Canada’s banking regulator today announced no change to the amount of capital banks must keep on hand to cover potential future losses.
As part of its semi-annual review, the Office of the Superintendent of Financial Institutions (OSFI) left the Domestic Stability Buffer (DSB) at its current rate of 3.5%, which has been in effect since November 1.
Launched in 2018, the DSB serves as a “rainy day fund” that Canada’s big six banks are expected to keep on hand in addition to the minimum capital requirements known as the common equity tier 1 (CET1) ratio. The CET1 ratio remains at 11.5% of risk-weighted assets, although all of the country’s big banks have reported CET1 ratios in excess of 12%.
In making its decision, OSFI superintendent Peter Routledge said the country’s big banks “have each reached a level of reserve capital that is sufficient to absorb losses if current vulnerabilities materialize into actual losses.”
Vulnerabilities still present, but haven’t worsened
OSFI has raised the DSB by 100 basis points over the past year due to concerns about rising financial system vulnerabilities. As interest rates have risen sharply over that time, OSFI flagged concerns over highly indebted households that it said were “more vulnerable to economic shocks.”
At its last review in June, OSFI raised the DSB from a level of 3% to 3.5%.
“Since our DSB announcement last June, systemic vulnerabilities have remained elevated, but have not worsened,” Routledge said during Friday’s media call.
He said that raising the DSB over the past 18 months was akin to “buying insurance at a very cheap price.”
“Now we have enough insurance, we believe,” for a plausible but unlikely severe downside scenario,” Routledge said.
Should any vulnerabilities materialize into actual losses, Routledge said OSFI would then lower the DSB and allow the banks to use those funds to offset their losses.
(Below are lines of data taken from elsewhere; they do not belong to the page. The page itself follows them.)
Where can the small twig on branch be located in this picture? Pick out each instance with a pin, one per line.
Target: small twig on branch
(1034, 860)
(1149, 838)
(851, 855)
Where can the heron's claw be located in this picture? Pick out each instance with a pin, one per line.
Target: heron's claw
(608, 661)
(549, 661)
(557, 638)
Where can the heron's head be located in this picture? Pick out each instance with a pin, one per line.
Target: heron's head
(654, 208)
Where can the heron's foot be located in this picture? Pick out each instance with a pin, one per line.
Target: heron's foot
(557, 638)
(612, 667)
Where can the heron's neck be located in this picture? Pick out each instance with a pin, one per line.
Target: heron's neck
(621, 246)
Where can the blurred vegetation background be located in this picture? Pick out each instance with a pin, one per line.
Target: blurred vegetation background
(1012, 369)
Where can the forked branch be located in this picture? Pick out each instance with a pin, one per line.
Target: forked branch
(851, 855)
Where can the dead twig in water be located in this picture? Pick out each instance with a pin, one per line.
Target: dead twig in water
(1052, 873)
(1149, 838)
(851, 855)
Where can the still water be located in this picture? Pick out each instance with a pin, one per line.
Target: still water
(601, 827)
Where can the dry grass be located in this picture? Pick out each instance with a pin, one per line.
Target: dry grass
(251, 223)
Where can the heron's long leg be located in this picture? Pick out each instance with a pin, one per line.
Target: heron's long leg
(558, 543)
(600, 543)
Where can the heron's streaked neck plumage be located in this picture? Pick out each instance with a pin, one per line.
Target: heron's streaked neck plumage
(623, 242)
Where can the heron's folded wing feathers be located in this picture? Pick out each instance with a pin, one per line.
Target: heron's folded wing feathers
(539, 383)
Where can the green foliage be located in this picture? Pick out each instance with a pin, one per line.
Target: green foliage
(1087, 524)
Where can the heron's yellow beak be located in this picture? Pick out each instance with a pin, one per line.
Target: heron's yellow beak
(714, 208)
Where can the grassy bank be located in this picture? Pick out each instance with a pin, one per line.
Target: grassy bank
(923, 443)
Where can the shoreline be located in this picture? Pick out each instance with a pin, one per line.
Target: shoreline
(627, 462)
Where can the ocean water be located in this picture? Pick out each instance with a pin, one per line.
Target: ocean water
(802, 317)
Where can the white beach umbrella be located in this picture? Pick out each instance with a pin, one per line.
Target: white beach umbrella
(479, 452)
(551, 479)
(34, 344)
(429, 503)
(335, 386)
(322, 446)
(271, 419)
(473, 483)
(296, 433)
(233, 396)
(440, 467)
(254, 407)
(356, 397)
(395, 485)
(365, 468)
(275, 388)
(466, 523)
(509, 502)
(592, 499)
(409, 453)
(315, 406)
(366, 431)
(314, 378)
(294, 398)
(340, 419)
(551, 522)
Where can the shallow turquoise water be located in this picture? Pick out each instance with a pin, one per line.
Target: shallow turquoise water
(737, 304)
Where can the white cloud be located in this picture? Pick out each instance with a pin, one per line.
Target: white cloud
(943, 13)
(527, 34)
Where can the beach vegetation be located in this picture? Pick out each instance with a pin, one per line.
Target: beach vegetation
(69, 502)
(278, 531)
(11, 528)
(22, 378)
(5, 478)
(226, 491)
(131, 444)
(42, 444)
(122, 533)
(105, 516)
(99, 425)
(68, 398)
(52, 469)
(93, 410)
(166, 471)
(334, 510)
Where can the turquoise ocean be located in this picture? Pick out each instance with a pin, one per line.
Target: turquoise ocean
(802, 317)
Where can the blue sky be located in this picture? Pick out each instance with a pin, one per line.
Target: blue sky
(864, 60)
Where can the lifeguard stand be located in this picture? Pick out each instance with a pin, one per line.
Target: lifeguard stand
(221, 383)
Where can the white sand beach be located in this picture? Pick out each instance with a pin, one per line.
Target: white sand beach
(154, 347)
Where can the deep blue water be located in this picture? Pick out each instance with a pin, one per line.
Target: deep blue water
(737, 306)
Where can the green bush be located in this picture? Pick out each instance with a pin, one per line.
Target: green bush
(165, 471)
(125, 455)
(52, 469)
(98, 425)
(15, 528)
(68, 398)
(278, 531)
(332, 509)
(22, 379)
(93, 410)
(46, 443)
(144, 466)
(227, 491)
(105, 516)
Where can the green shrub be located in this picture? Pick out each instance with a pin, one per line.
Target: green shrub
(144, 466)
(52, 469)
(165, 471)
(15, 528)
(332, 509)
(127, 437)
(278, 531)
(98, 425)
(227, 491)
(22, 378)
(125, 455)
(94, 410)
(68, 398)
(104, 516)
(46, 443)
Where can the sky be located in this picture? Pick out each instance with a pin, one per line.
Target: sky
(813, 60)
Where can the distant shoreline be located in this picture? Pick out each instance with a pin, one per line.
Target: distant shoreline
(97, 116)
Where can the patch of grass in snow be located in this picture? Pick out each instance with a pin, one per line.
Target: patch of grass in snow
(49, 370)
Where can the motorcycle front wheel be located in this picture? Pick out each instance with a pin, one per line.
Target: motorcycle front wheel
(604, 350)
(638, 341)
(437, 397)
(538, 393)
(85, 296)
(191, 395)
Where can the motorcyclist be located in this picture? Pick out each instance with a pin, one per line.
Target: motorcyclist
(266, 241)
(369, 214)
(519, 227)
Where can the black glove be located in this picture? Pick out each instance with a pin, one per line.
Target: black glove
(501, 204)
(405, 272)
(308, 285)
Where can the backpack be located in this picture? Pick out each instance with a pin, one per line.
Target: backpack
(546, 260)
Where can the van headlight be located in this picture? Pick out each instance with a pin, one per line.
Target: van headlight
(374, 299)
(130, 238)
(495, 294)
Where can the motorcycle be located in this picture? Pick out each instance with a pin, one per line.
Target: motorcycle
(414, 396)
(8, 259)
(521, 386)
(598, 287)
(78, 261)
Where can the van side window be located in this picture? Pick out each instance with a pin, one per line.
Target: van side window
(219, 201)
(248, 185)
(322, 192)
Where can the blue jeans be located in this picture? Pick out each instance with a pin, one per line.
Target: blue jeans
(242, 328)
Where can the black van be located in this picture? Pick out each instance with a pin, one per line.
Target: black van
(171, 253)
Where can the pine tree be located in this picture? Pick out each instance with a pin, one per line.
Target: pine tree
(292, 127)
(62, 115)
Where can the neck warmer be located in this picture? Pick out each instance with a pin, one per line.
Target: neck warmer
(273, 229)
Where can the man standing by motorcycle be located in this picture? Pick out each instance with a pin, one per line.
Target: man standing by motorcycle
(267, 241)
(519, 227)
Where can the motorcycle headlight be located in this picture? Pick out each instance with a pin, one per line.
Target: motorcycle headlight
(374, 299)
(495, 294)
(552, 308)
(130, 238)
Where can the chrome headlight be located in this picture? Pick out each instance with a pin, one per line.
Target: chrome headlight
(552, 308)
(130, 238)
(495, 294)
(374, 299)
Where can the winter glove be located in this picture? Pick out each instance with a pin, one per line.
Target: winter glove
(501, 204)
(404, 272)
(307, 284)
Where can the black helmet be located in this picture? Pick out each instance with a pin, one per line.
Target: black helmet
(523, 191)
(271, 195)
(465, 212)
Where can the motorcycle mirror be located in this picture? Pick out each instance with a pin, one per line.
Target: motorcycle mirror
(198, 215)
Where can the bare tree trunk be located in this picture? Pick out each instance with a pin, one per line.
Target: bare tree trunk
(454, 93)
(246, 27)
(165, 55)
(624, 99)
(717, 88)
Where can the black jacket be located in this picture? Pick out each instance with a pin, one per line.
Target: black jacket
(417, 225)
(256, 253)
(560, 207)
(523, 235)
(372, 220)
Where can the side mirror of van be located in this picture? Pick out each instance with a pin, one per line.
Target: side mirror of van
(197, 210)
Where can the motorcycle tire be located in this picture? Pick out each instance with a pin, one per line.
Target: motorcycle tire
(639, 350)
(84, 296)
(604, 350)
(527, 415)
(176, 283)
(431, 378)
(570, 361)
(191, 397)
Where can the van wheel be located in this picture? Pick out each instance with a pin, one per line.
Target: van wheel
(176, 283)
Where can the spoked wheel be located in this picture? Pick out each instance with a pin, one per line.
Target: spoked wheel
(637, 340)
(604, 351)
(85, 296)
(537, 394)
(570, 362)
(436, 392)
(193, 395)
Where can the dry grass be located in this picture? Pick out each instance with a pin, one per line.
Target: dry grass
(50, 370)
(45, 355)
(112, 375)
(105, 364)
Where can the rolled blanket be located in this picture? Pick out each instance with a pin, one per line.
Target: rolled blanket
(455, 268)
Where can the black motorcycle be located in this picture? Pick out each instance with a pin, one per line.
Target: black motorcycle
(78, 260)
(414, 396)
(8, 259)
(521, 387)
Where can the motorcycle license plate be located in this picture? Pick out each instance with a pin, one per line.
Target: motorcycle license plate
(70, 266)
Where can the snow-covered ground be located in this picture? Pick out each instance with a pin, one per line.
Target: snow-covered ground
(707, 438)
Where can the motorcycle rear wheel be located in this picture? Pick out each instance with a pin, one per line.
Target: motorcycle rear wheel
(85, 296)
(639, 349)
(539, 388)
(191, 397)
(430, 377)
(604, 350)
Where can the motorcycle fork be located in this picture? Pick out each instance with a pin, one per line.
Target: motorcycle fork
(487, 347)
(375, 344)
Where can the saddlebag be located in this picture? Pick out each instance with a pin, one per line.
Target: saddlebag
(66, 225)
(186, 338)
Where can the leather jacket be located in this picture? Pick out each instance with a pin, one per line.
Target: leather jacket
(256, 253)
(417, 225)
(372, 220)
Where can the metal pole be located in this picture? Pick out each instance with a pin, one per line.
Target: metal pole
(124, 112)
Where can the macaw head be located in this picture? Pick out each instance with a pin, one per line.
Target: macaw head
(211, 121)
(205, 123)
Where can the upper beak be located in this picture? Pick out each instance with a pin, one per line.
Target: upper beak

OSFI also sees positive signs
Despite the challenging economic environment, OSFI noted that there have also been some positive signs, including improvements to household debt-to-income ratios and an easing of inflation.
“As for what we see now…we don’t see vulnerabilities worsening,” Routledge said. “In fact, they haven’t worsened over the last six months. Therefore, we think our loss absorbency in the system is adequate.”